When my kids are being difficult I can choose to get frustrated or I can choose to appreciate the time I have with them and the lesson I can teach them in behaving better. When I fight with my wife I can view that as a flaw in our relationship or I can view it as an opportunity to solve a problem and make our relationship better. When I am exercising and fatigued I can choose to quit or I can see it as an opportunity to get a little stronger.

A lot of people feel depressed about the economy because life is hard. It’s hard having kids. It’s hard having two working parents. It’s hard working 40+ hours a week. But you know what? If you have kids and jobs you probably have a lot more to appreciate than you think. And even though those things might be frustrating at times they’re also constant reminders of the opportunities to appreciate the things we have around us.

3) Bearish Magazines.

Financial pundits are all mocking The Economist magazine and its very bullish cover. There’s an old theory that magazine covers tend to be a contrarian indicator. Ah, if only it was that easy. The story is always more complex than pure sentiment and as the old saying goes, “markets can remain irrational longer than you can remain solvent”.

Still, it’s interesting in the context of the last few years because the S&P 500 is only up 11% since 2022. Factor in inflation and that return is actually negative. So it might feel euphoric because of the last 12 months, but maybe it’s not that euphoric. Then again, you do have signs of frothiness and high valuations. As an individual asset class I try not to waste too much time obsessing over the short-term performance of stocks. They are, as I’ve often noted, inherently long-term instruments that should mostly bought and ignored.
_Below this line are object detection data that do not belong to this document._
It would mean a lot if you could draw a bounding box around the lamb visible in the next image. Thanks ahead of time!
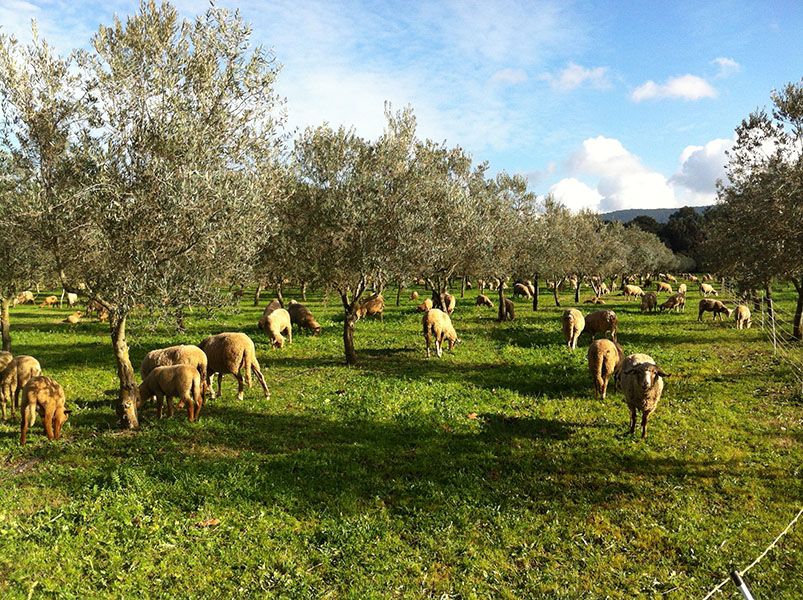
[421,308,460,358]
[475,294,494,308]
[697,298,733,321]
[700,283,719,298]
[583,310,619,342]
[588,339,625,399]
[415,298,432,312]
[262,308,293,348]
[137,365,204,421]
[20,376,72,446]
[560,308,586,350]
[733,304,753,329]
[641,292,658,312]
[287,300,322,336]
[658,292,686,312]
[39,296,59,308]
[257,298,282,331]
[198,332,270,400]
[0,355,42,421]
[357,294,385,321]
[139,344,208,396]
[622,354,669,440]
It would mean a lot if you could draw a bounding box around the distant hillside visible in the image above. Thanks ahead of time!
[600,206,708,223]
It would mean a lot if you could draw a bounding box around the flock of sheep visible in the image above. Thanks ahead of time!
[0,274,751,445]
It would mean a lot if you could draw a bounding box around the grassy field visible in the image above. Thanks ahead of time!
[0,282,803,600]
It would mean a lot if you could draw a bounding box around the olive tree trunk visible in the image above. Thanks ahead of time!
[109,312,139,429]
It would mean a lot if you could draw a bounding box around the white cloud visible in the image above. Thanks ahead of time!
[538,63,611,92]
[630,75,717,102]
[491,69,527,85]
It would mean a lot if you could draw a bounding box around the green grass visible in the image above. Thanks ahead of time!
[0,290,803,600]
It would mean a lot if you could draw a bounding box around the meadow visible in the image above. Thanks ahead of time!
[0,286,803,600]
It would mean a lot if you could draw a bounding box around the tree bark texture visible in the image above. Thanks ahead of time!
[109,313,139,429]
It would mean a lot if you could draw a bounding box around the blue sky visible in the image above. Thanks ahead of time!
[0,0,803,212]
But an old study that was reported in, awkwardly, The Economist, found that after 360 days the bearish covers generated 18% returns and bullish covers were followed by -7.5% returns. And frankly, perhaps the very best thing that could happen to this stock market rally is that it dies down a little. After all, if we get really euphoric the Fed is going to have to respond and if they move higher from 5.5%, to say, 6 or 7% then things are going to get really interesting. And probably not in a good way.